Here are the key considerations for asset transfer:

  1. Transfer upon closure: The AD bank allows asset transfers by sale only when the foreign entity plans to close its LO operations in India. The transfer is permitted to a Joint Venture or Wholly Owned Subsidiary.
  2. Auditor’s certificate: The LO must provide a certificate from its Statutory Auditor, detailing the assets to be transferred. The certificate should include:
  • Date of acquisition.
  • Original Purchase Price.
  • Depreciation till date.
  • Current book value (or written down value)
  • Sale consideration to be received, the certificate must confirm that the assets were not re-valued after acquisition and that the sale consideration does not exceed the book value.
  1. Eligible assets: Only assets acquired using inward remittances can be transferred. Intangible assets like goodwill and pre-operative expenses cannot be transferred. Revenue expenses, such as leasehold improvements, cannot be capitalized or transferred to the JV or WOS.
  2. Tax obligations: The AD bank must ensure all applicable taxes are paid before permitting the transfer of assets.
  3. Bank account credits: Any proceeds from the asset transfer credited to the LO’s bank account will be treated as permissible credits.

This ensures compliance with regulatory requirements while enabling a smooth transfer of assets.

POST INCORPORATION CHANGES

Can an LO change its Existing Name?

When an LO wants to change its name, it must apply to the AD bank. The AD bank may approve the name change under the following conditions:

  1. The foreign entity changes its name without altering its ownership.
  2. The application includes a board resolution for the name change, along with a certificate or document from the Registrar of Companies (ROC) in India confirming the change.
  3. The name change of the LO must be reported to the Foreign Exchange Department, CO Cell, New Delhi.

If the name change is due to an acquisition or merger that involves a change in ownership, the new or acquired entity must apply for a new LO and close the existing one. It’s important to note that approvals granted by the RBI or AD bank are based on a detailed review of guidelines and Foreign Direct Investment (FDI) policies, so approvals given to one foreign entity cannot be transferred to another.

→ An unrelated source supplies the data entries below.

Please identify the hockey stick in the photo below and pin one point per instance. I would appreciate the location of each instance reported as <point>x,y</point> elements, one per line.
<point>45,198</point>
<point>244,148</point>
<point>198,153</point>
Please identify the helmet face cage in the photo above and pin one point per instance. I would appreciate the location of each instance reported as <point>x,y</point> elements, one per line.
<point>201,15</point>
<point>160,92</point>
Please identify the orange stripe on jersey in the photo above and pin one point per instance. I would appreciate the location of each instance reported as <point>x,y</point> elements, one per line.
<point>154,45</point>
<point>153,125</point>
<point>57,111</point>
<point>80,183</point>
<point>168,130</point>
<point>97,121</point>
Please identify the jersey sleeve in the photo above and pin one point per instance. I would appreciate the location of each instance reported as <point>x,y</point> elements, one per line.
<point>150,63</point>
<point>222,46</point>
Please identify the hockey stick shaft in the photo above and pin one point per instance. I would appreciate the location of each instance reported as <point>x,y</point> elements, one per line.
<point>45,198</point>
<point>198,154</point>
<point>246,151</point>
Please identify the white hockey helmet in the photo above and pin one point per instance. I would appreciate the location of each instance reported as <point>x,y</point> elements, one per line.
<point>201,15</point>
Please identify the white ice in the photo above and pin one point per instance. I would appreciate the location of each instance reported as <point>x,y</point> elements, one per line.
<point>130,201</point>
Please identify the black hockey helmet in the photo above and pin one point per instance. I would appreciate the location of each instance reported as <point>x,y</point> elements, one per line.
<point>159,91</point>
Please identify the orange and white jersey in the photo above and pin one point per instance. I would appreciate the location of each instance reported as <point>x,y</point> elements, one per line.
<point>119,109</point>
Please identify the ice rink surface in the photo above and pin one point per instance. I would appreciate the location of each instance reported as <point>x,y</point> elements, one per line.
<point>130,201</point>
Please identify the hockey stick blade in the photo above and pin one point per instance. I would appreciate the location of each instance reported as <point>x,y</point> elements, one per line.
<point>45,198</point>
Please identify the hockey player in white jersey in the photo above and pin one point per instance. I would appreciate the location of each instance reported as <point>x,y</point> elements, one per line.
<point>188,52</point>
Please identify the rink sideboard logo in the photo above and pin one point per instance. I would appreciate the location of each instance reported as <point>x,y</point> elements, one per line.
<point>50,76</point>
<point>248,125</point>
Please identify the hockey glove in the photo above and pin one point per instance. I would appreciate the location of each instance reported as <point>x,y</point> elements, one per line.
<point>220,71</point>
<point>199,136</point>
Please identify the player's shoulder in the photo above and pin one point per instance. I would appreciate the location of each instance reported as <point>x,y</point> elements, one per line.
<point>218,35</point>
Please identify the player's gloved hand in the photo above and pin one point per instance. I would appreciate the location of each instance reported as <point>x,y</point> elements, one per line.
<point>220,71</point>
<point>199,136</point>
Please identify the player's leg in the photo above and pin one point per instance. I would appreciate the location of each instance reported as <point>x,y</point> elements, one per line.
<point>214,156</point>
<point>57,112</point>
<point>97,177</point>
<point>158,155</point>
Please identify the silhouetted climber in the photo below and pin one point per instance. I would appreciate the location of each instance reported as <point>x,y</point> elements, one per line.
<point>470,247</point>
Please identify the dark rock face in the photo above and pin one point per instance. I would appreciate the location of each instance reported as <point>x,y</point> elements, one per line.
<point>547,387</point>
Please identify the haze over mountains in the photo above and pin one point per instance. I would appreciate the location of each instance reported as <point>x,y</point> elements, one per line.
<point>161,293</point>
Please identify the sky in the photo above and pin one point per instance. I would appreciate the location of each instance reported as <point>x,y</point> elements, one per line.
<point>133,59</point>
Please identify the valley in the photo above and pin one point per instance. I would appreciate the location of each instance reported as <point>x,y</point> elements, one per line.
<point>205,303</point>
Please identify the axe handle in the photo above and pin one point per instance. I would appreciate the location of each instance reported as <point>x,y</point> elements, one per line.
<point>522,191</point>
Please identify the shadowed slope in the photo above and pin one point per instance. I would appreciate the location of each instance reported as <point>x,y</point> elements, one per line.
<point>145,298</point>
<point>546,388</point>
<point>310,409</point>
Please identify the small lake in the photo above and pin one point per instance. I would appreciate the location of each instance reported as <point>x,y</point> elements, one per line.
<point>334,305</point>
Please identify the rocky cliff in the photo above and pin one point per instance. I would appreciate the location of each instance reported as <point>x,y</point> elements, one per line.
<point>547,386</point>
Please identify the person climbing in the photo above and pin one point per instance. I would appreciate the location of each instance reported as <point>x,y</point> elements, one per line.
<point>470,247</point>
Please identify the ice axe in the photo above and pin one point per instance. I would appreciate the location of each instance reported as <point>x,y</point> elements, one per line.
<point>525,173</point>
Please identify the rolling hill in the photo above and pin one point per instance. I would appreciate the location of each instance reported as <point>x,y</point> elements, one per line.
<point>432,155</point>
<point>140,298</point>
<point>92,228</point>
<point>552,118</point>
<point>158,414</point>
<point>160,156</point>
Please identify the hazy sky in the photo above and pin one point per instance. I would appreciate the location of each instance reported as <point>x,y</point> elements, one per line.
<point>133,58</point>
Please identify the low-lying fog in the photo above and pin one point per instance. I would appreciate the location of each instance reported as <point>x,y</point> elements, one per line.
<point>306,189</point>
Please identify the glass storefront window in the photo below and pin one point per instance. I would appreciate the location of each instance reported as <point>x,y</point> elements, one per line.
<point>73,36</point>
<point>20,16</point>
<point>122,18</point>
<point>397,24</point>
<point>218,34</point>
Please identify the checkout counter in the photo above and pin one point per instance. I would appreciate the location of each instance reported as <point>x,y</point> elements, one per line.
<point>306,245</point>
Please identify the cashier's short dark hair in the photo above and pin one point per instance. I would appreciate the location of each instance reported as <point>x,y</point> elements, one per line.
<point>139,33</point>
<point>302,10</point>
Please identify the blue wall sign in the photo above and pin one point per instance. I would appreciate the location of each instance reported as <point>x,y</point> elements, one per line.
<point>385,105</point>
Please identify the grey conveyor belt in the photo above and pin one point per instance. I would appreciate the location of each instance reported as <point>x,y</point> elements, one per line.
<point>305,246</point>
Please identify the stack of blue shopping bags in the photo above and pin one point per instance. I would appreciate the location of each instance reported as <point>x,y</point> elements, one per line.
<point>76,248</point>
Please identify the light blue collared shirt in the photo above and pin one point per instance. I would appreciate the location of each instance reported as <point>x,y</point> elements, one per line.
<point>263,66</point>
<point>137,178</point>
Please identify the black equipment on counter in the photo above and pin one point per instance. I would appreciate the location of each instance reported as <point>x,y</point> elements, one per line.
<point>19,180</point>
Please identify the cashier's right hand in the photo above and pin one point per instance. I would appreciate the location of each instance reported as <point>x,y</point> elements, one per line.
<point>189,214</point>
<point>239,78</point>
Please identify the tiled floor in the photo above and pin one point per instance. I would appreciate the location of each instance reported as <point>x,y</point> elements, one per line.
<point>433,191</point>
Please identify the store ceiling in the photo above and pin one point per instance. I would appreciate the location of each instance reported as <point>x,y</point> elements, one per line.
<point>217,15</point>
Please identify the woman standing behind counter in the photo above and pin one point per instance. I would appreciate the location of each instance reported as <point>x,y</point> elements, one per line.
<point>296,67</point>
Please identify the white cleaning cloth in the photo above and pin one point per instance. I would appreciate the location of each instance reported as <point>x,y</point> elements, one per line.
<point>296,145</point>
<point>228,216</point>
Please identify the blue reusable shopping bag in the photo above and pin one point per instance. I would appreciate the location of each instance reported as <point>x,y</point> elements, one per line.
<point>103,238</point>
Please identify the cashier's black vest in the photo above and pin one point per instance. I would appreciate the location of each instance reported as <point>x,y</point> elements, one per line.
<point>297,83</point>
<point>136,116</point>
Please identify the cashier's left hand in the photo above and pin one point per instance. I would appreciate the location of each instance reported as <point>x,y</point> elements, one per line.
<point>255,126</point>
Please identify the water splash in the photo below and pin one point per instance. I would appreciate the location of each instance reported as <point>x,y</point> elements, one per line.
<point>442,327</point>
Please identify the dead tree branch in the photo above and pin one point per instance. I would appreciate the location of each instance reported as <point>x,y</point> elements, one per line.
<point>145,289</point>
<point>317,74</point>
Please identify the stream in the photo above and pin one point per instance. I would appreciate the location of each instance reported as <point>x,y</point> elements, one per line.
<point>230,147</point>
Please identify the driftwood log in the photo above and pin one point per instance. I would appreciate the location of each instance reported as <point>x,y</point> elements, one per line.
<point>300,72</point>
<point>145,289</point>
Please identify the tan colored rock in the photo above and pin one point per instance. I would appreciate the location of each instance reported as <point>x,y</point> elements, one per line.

Can a LO donate its assets in India?

An LO can donate its assets, such as old furniture, vehicles, computers, and other office items, to NGOs or not-for-profit organizations, but this requires approval from the AD) bank. The AD bank will approve the donation only after ensuring that the transaction is legitimate.

Can an AD bank allow term deposits accounts for an LO?

An AD bank can approve a term deposit account for an LO of a foreign entity, with a maximum duration of 6 months. This approval is granted only if the AD bank is satisfied with the following conditions:

  1. The term deposit is made using temporary surplus funds.
  2. The LO provides an undertaking that the maturity proceeds of the deposit will be used for its business activities in India within 3 months of the deposit’s maturity.

However, this facility is not available for shipping or airline companies.

AMLEGALS REMARKS

Setting up an LO in India is a strategic option for foreign companies looking to explore business opportunities, build partnerships, and establish a presence in the Indian market without engaging in commercial activities. Governed by FEMA regulations and RBI guidelines, an LO serves as a communication channel between the parent company and Indian entities while operating strictly within the scope of market research, promotional activities, and coordination services.

While the approval process is relatively straightforward, businesses must ensure compliance with financial eligibility criteria, banking regulations, tax obligations, and annual reporting requirements. Proper adherence to regulatory norms, timely filings, and operational transparency will facilitate smooth functioning and avoid legal or financial complications.

For foreign entities looking to assess the Indian market before full-scale investment, an LO acts as a low-risk entry strategy, helping them establish credibility and long-term business potential in India.